Text augmentation.
Project description
augtxt – Text Augmentation
Yet another text augmentation python package.
Table of Contents
Usage
`augtxt.augmenters - Pipelines <#pipelines>`__
`sentaugm - Sentence Augmentation <#sentence-augmentations>`__
`wordtypo - Word Typos <#word-typos>`__
`senttypo - Word typos for a sentence <#word-typos-for-a-sentence>`__
`augtxt.typo - Typographical Errors <#typographical-errors-tippfehler>`__
`augtxt.punct - Interpunctation Errors <#interpunctation-errors-zeichensetzungsfehler>`__
`augtxt.order - Word Order Errors <#word-order-errors-wortstellungsfehler>`__
`augtxt.wordsubs - Word substitutions <#word-substitutions>`__
Appendix
Usage
import augtxt
import numpy as np
Pipelines
Sentence Augmentations
Check the demo notebook for an usage example.
Word typos
The function augtxt.augmenters.wordtypo applies randomly different augmentations to one word. The result is a simulated distribution of possible word augmentations, e.g. how are possible typological errors distributed for a specific original word. The procedure does not guarantee that the original word will be augmented.

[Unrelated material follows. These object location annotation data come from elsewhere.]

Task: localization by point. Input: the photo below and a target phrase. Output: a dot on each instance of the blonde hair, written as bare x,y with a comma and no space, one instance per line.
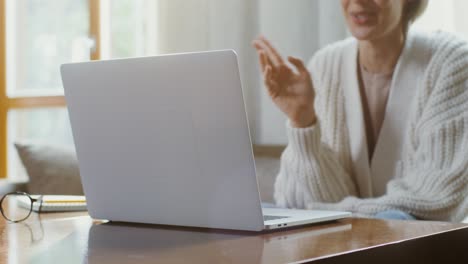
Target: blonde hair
413,10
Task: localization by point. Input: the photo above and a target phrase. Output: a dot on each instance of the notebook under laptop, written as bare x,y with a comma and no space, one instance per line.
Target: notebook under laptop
165,140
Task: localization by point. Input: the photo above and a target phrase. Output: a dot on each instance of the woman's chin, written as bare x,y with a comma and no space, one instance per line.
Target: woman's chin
363,34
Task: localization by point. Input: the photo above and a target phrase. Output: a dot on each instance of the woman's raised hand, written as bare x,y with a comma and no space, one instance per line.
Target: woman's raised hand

Check the demo notebook for an usage example.
Word typos for a sentence
The function augtxt.augmenters.senttypo applies randomly different augmentations to a) at least one word in a sentence, or b) not more than a certain percentage of words in a sentence. The procedure guarantees that the sentence is augmented.
The functions also allows to exclude specific strings from augmentation (e.g. exclude=("[MASK]", "[UNK]")). However, these strings cannot include the special characters .,;:!? (incl. whitespace).
Check the demo notebook for an usage example.
Typographical Errors (Tippfehler)
The augtxt.typo module is about augmenting characters to mimic human errors while using a keyboard device.
Swap two consecutive characters (Vertauscher)
A user mix two consecutive characters up.
Swap 1st and 2nd characters: augtxt.typo.swap_consecutive("Kinder", loc=0) (Result: iKnder)
Swap 1st and 2nd characters, and enforce letter cases: augtxt.typo.swap_consecutive("Kinder", loc=0, keep_case=True) (Result: Iknder)
Swap random i-th and i+1-th characters that are more likely at the end of the word: np.random.seed(seed=123); augtxt.typo.swap_consecutive("Kinder", loc='end')
Add double letter (Einfüger)
User presses a key twice accidentaly
Make 5th letter a double letter: `augtxt.typo.pressed_twice("Eltern", loc=4) (Result: Elterrn)
Drop character (Auslasser)
User presses the key not enough (Lisbach, 2011, p.72), the key is broken, finger motion fails.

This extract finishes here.